INDIANAPOLIS -- IndyCar drivers and owners have always considered Derrick Walker to be a beacon of leadership.
Now he's switching to what Walker calls the "dark" side.
The well-respected former team owner was hired Monday as IndyCar's new head of competition, ending the worst-kept secret in Indianapolis. Speculation that the 68-year-old Scotsman would lead the competition department kicked into high gear last week when four-time series champ Dario Franchitti, also a Scot, said Walker had been hired.
Turns out, it was all true.
"I know I'm not going to please everybody every day," Walker said. "There are going to be some days when some people will think I'm a jerk and there will be some days where I probably will be a jerk. I just hope there's more good days than jerk days."
Walker takes over May 27, the day after the Indianapolis 500 is scheduled to be run and what he'll find is an organization still trying to close the popularity gap with NASCAR.
Until then, he will continue to serve as general manager for Ed Carpenter Racing, the one-car team owned by Tony George's stepson. George's family owns Indianapolis Motor Speedway and George was the founder of the IndyCar Series. Walker said he would no longer represent Will Power or Simon Pagenaud, last year's IndyCar rookie of the year, as a consultant though his team would continue to run on the American Le Mans Series this season.
It's a whole new start for Walker, who is now talking about containing costs and improving safety -- issues that have become annual themes since the series was founded in 1996 -- while fans continue to urge officials to boost speeds. Walker's job is finding the balance between drivers' concerns, fans' wishes and team limits.
The good news is that drivers and owners feel like they finally have someone from their side working in the series office.

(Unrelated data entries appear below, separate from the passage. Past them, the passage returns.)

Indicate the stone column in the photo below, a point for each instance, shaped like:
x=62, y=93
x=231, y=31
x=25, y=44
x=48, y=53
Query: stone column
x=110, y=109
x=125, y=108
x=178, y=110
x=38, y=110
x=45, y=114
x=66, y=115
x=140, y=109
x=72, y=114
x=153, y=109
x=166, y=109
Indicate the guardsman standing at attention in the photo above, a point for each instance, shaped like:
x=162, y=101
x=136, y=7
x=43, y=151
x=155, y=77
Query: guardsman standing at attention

"He gives you exactly what you need from that side," said Josef Newgarden, who drives for Fisher -- the only woman to own an IndyCar team. "There are two equations there. You've got to figure out how to please the fans and the outside world and you've got to please the inside world of the drivers and teams. I think Derrick is the perfect guy for those inside the wall because he knows how to run a race team, and I think he's able to bridge that gap between the fans and the race teams."
Walker started his racing career as a chief mechanic and built his reputation by working with or for some of the biggest names in racing history -- Graham Hill, Rick Mears, Roger Penske, and Al and Bobby Unser. He eventually started his own team, winning six races and 16 poles in 19 seasons. He also was a trendsetter, helping Willy T. Ribbs became the first black driver to qualify for the Indianapolis 500 and later giving Sarah Fisher a foothold in the series.
And after more than four decades in racing, he's ready for a change.
Those who know him believe IndyCar picked the right guy.
"Derrick has done a phenomenal job for ECR," Carpenter said, referring to his own team. "He really was the architect of our team and helped us establish a very strong foundation that will continue to lead to future successes. I am confident he will do an outstanding job at IndyCar. He will be an asset there that will help the race teams within the series."
Walker has a much larger challenge looming.
Despite having one its best seasons on the track, the television ratings continue to lag far behind those of NASCAR. There's little Walker can do about the television contract.
The more immediate concern is getting fans to the track. Outside of a handful of venues, the series has not been drawing big crowds, something Walker believes can change if the teams are able to limit expenses.
"We need to reduce the inflationary aspect of it because owners don't just get (hit with) it, the fans get it because the costs get passed on to them in the form of ticket prices," Walker said.
He does not pretend to know everything.
Walker said he will spend the next few weeks pulling double duty -- working to keep Carpenter's burgeoning race team near the front of the pack while trying to get initiated into the world of racing executive.
Walker will report directly to Mark Miles, the chief executive of Hulman & Co. and the man who made the decision to hire him. Miles said race director Beaux Barfield, Brian Barnhart, the president of IndyCar operations and strategy, and Will Phillips, the series' vice-president of technology, will all now report to Walker.
"I have no doubt we will be more stitched together as a team," said Miles, who was previously in charge of Indy's Super Bowl committee. "I think we'll be a higher performing team under his (Walker's) leadership."
First, though, Walker must get comfortable in a job he never dreamed of taking until Miles offered.
"I am going to the dark side," Walker said, drawing laughter. "There are a lot of good people at IndyCar that have been on that side of the fence a lot longer than me."